E lo spettacolo, di cui Gianni Salvo è regista e lettore di un brano, è la sintesi di precedenti esperienze, di letture sceniche quali il “Don Chisciotte” del Cervantes fatta qualche anno fa al Piccolo con uno straordinario concorso di “lettori”. Questo spettacolo nasce da un percorso teatrale itinerante a Vizzini e dalla precedente messa in scena di “Jeli il pastore” in cui Gianni Salvo sondava l’universo verghiano nel rapporto dell’uomo con la natura, con la società, con sé stesso nella quotidianità di un’esistenza dolorosa che lo stritola. Un mondo statico dove spiccano tre storie di donne: quella di “ Nedda”; della ‘ngna Pina la protagonista de “La lupa” e di Santuzza nella “Cavalleria rusticana” dove è presente l’altra figura femminile che è Lola.


Il compito della Ugolini è stato quello di unificare stilisticamente le tre storie ai fini di una drammaturgia che sapesse esprimere liricamente il tormento di tre anime: quello di Nedda oppressa dalla povertà che ringrazia la Madonna per aver posto fine con la morte alla sofferenza della piccola nata; quello di Santuzza e di Lola vittime della paura del pregiudizio e l’altra dalla voglia di emergere o quello della “lupa” vittima delle sue infuocate passioni.
In una scena nuda è presenza dominante una grande ruota disegnata da Oriana Sessa che cura anche i costumi, quella del tempo che domina e scandisce le vicende delle donne che sono in scena e che viene mossa – a seconda della stagione – dal cantastorie ovvero “u canzunaru dò tempu” vero metronomo dello spettacolo e simbolo unitario del rapporto fra l’uomo e la natura, i suoi cicli che vengono scanditi dai suoni primitivi e ancestrali creati da Simone Raimondo.
La prima novella “Nedda” ha al leggio quale lettore Gianni Salvo che svela e sonda con la sua voce insinuante gli intimi pensieri della povera Nedda. Una lettura magistrale capace di far vivere attraverso la sonorità della parola il pathos del contenuto. Ad essa Tiziana Bellassai dà la voce con la ballata e un recitativo seducente che rende struggente il lirismo della situazione.
In “Cavalleria rusticana” Nicola Alberto Orofino ha interpretato la drammaticità della situazione con grande intensa partecipazione emotiva rendendo “visivo” quanto i personaggi evocati stavano vivendo. Santuzza ha avuto il volto di Alessandra Lombardo che ne ha svelato anche le intime contraddizioni e le umane titubanze.

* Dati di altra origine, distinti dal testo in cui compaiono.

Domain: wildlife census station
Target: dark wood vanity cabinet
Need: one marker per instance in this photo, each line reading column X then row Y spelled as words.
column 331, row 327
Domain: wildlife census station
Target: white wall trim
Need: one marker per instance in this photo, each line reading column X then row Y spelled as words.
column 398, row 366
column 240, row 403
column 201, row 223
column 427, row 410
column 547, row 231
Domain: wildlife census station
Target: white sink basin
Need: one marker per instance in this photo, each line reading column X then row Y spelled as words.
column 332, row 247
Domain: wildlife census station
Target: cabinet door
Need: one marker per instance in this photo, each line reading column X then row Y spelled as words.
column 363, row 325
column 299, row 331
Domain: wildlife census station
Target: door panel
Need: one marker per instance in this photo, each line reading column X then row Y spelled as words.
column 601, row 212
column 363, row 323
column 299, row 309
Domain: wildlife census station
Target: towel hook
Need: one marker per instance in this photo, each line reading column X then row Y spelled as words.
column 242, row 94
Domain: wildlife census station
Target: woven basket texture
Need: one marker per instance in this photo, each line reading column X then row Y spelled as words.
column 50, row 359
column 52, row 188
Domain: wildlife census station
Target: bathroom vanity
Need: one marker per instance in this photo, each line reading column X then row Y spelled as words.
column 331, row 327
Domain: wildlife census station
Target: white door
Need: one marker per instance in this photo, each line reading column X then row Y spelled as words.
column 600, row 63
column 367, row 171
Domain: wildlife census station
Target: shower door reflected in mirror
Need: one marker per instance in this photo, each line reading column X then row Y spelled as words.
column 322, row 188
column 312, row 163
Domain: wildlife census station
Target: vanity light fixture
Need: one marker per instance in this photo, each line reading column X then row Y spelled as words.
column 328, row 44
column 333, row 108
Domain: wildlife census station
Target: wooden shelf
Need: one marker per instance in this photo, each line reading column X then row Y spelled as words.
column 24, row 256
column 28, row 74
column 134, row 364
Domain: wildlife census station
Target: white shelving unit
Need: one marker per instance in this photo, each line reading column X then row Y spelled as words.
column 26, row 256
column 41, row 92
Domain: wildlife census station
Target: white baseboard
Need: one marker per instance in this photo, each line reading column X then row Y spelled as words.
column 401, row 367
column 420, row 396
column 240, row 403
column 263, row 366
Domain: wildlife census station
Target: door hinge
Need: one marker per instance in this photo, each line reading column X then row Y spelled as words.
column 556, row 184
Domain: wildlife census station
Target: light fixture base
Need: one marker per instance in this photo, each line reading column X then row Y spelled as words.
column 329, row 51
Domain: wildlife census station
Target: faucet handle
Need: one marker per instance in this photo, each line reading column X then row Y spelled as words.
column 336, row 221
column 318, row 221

Infine la ‘ngna Pina de “La lupa” il personaggio inquietante di Verga espressione di una immensa persistente passione divoratrice interpretato da Anna Passanisi che ha in Fiorenzo Fiorito il lettore, narratore attento e puntuale nel ripercorrere il dramma della donna.


In fondo tre vittime, tre vinte, tre esistenze che vengono inghiottite dal tempo che li assorbe e travolge come foglie in autunno.
Un ruolo fondamentale ha la musica di Pietro Cavalieri che sa districarsi nel sottolineare, nell’esaltare, nel far vivere della vicenda i suoi momenti ora lirici ora drammatici.
Un’ultima considerazione sui “lettori” che tali vengono chiamati impropriamente perché senza voler fare la loro storia essi sono dei veri e propri interpreti e che il teatro italiano ha una lunga storia di protagonisti da Carlo D’Angelo a Vittorio Gassman ad Arnoldo Foà ai virtuosismi interpretativi di Carmelo Bene, alla modernità di Giorgio Albertazzi fino a Roberto Benigni interprete della “Divina commedia” o come lo fu a suo tempo Strehler col Faust di Goethe o Gianni Salvo con Cervantes e fra i miei ricordi c’è la “lettura” di Pippo Patavina, esemplare. Questo tema meriterebbe un discorso a parte; era soltanto per sottolineare che anche la lettura può diventare lettura scenica, drammaturgia, quando il lettore che la interpreta è capace attraverso la complessità della voce e della parola di essere all’altezza del compito. Come nel caso nostro.